Despite the tragic events of recent weeks and the heightened political turmoil, the current environment remains calm in comparison to 1968. By mid-summer of that year, two towering figures of U.S. politics – Martin Luther King, Jr. and Robert Kennedy – had been assassinated. Deadly riots had broken out in nearly all major U.S. cities. More than 500,000 U.S. soldiers were fighting an unpopular and unwinnable war in Vietnam. And the sitting Democratic president, Lyndon Johnson, had stunned the country by announcing he would not seek re-election in November.

1968 "was probably the craziest year in American history post-Civil War," said Michael Cohen, the author of American Maelstrom, a recently published book on the enduring legacy of the 1968 presidential election. "Nothing that's happening this year approaches that level."

In July 1968, police clashed with thousands of antiwar protesters outside the Democratic National Convention in Chicago. It's an event that has become a symbol of political disorder and police brutality. While no one expects a repeat of such scenes later this month when the major parties hold their nominating conventions, there is unease about what might unfold, particularly in Cleveland, where Donald Trump is set to become the Republican nominee.

"The real wild card here is Trump," said Philip Klinkner, a political scientist at Hamilton College and the co-author of a book on the history of race relations in the U.S. "We've never had a major-party nominee who's been willing to fan these flames" using nativist, anti-immigrant and anti-Muslim rhetoric. "In many ways, how bad this gets depends largely on him."

Both Mr. Trump and Hillary Clinton, the Democratic presumptive nominee, cancelled campaign appearances on Friday, just as they did after the murders at an Orlando nightclub in June. The grim political reality in an increasingly polarized society is that this week's killings hold little, if any, political downside for Donald Trump.

The Republican real-estate magnate has already called for Muslims to be banned from entering the United States and accused Black Lives Matter activists of being trouble-makers and fomenting hate. In a statement on Friday, Mr. Trump focused on the slain police officers in Dallas and played down the black victims in Louisiana and Minnesota from earlier in the week.
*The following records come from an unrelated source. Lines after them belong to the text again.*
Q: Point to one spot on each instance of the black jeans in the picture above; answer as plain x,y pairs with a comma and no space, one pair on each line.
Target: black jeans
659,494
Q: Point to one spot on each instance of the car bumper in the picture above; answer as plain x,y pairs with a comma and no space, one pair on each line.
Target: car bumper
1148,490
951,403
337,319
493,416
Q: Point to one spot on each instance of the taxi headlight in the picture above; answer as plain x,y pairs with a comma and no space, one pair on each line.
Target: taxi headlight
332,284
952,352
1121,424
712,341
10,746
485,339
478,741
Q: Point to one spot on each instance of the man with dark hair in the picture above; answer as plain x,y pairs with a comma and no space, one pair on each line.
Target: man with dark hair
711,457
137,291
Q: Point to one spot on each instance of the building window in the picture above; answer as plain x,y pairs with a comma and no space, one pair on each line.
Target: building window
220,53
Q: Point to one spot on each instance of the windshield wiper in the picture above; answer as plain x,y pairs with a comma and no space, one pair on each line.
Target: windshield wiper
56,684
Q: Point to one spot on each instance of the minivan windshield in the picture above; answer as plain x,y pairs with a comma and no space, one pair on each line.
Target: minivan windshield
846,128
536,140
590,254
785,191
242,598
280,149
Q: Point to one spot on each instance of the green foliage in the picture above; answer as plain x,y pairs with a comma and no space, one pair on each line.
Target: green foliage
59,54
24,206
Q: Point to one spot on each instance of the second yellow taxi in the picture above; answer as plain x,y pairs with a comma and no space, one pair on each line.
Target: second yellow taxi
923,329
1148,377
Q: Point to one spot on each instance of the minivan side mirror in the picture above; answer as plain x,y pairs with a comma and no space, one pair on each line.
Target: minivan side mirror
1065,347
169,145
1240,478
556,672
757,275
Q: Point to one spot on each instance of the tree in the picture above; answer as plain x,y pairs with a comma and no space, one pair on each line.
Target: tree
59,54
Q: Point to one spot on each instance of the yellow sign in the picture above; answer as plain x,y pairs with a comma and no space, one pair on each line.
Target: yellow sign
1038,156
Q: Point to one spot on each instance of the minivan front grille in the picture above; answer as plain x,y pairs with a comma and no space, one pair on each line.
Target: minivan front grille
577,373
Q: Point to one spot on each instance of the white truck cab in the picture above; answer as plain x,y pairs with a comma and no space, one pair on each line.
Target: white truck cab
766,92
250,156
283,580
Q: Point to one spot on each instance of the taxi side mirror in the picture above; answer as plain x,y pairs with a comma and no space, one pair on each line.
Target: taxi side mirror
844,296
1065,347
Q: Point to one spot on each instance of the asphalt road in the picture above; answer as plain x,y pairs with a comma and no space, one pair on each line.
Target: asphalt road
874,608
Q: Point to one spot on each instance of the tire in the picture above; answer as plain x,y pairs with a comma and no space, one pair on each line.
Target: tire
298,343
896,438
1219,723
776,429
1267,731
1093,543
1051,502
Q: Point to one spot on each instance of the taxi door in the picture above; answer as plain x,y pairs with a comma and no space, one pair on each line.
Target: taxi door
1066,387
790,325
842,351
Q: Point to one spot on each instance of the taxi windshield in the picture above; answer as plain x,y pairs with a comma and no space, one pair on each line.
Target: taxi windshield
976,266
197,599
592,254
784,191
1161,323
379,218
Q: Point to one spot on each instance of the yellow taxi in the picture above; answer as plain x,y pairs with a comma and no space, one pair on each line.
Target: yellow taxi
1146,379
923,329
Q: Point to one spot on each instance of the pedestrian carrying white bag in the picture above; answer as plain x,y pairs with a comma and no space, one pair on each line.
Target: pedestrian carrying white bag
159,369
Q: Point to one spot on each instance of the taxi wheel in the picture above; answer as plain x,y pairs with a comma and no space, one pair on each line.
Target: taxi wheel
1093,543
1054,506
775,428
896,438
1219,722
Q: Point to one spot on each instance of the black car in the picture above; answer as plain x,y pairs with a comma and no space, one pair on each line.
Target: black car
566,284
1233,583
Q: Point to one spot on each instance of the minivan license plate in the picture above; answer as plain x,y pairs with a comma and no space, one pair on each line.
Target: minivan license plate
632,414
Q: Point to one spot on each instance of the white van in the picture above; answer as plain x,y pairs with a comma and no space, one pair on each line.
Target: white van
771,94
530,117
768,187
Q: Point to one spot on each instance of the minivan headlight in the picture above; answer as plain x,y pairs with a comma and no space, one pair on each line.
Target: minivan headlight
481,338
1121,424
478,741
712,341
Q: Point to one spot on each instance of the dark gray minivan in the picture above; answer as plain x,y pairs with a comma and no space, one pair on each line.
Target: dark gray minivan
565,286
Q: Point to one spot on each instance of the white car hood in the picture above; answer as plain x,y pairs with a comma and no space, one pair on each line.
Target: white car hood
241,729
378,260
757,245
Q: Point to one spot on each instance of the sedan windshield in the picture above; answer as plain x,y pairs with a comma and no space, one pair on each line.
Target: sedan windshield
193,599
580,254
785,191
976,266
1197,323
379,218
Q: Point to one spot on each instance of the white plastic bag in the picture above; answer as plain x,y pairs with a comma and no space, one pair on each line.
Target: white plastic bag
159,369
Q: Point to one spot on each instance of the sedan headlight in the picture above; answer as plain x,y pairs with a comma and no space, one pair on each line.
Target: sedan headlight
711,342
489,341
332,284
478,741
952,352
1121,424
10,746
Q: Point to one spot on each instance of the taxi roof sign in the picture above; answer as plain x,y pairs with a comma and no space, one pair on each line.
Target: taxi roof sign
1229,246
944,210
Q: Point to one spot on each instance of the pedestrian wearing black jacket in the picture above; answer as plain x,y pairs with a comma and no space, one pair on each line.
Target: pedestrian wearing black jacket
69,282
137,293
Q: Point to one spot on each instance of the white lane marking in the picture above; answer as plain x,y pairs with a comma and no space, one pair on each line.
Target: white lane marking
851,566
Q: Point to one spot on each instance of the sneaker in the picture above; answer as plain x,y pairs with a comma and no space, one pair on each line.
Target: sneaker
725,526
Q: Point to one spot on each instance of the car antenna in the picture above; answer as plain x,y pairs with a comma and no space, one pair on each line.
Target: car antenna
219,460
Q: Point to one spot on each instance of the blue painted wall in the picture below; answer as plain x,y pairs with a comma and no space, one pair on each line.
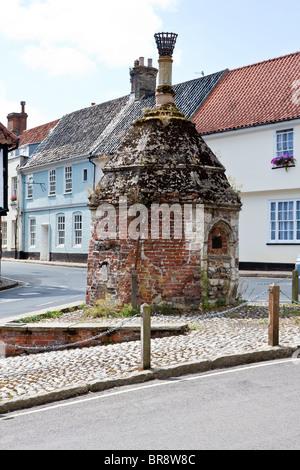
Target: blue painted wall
45,209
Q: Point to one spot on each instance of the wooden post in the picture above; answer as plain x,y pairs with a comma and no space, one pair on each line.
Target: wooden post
295,285
145,337
134,289
274,292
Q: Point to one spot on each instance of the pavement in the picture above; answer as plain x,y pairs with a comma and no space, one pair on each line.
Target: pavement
214,340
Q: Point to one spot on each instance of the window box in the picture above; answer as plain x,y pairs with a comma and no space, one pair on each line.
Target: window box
283,161
284,222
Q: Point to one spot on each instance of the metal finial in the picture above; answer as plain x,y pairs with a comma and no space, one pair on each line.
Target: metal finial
165,43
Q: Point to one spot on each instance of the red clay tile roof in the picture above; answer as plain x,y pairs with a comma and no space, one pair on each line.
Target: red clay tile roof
36,134
261,93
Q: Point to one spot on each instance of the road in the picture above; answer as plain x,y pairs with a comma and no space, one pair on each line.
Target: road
251,407
41,287
45,286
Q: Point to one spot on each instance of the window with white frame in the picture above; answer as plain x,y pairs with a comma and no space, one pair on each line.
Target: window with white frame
68,179
285,142
77,228
4,233
52,182
32,231
61,225
29,186
285,221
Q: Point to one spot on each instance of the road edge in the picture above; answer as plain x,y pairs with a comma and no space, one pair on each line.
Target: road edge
138,377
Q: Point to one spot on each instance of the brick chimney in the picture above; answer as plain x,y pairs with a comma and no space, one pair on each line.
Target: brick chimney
17,122
143,78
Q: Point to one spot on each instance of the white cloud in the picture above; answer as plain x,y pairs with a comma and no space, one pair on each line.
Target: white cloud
70,36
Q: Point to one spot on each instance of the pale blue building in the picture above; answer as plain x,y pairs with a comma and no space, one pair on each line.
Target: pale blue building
67,164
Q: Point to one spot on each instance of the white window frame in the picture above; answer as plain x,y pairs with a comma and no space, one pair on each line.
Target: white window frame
68,174
60,229
77,229
284,221
52,182
285,144
4,233
32,232
29,186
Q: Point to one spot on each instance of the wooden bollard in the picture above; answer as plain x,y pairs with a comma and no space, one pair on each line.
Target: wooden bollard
134,289
274,292
295,285
145,337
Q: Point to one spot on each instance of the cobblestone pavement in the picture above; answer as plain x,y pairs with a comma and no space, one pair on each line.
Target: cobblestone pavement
207,338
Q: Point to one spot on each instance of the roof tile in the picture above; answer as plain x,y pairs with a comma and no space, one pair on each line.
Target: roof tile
261,93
He incorrectly described them both as "motorists" – only one of them was driving a car – and made no reference to those who fatally shot them. In sharp contrast, Mr. Trump decried the "horrific execution-style shootings" of law enforcement personnel as "an attack on our country … [and] a co-ordinated, premeditated assault on the men and women who keep us safe."

Mr. Trump's Virginia campaign chair, Corey Stewart, blamed Ms. Clinton for stirring up hatred of police. "Liberal politicians who label police as racists – specifically Hillary Clinton and Virginia Lt. Governor Ralph Northam – are to blame for essentially encouraging the murder of these police officers tonight," Mr. Stewart said on Facebook.

Mr. Trump's electoral bedrock is with white voters, especially white males with lower-than-average education and incomes. His support among African-Americans is vanishingly small and he fares only slightly better with Latino voters.

Ms. Clinton, however, must walk a political tightrope. She can expect overwhelming support among African-Americans, and turnout among minorities will be crucial, just as it was for Mr. Obama in 2008 and 2012. If African-American and Latino voters flock to the polls, then Ms. Clinton should win key swing states like Florida, Virginia and Colorado. But to energize minority voter turnout without alienating whites – especially working-class whites in rust-belt states like Ohio and Pennsylvania that Mr. Trump could win – Ms. Clinton may tread delicately.

Her carefully calibrated response to the killing of Dallas police was to "mourn for the officers shot while doing their sacred duty to protect peaceful protesters."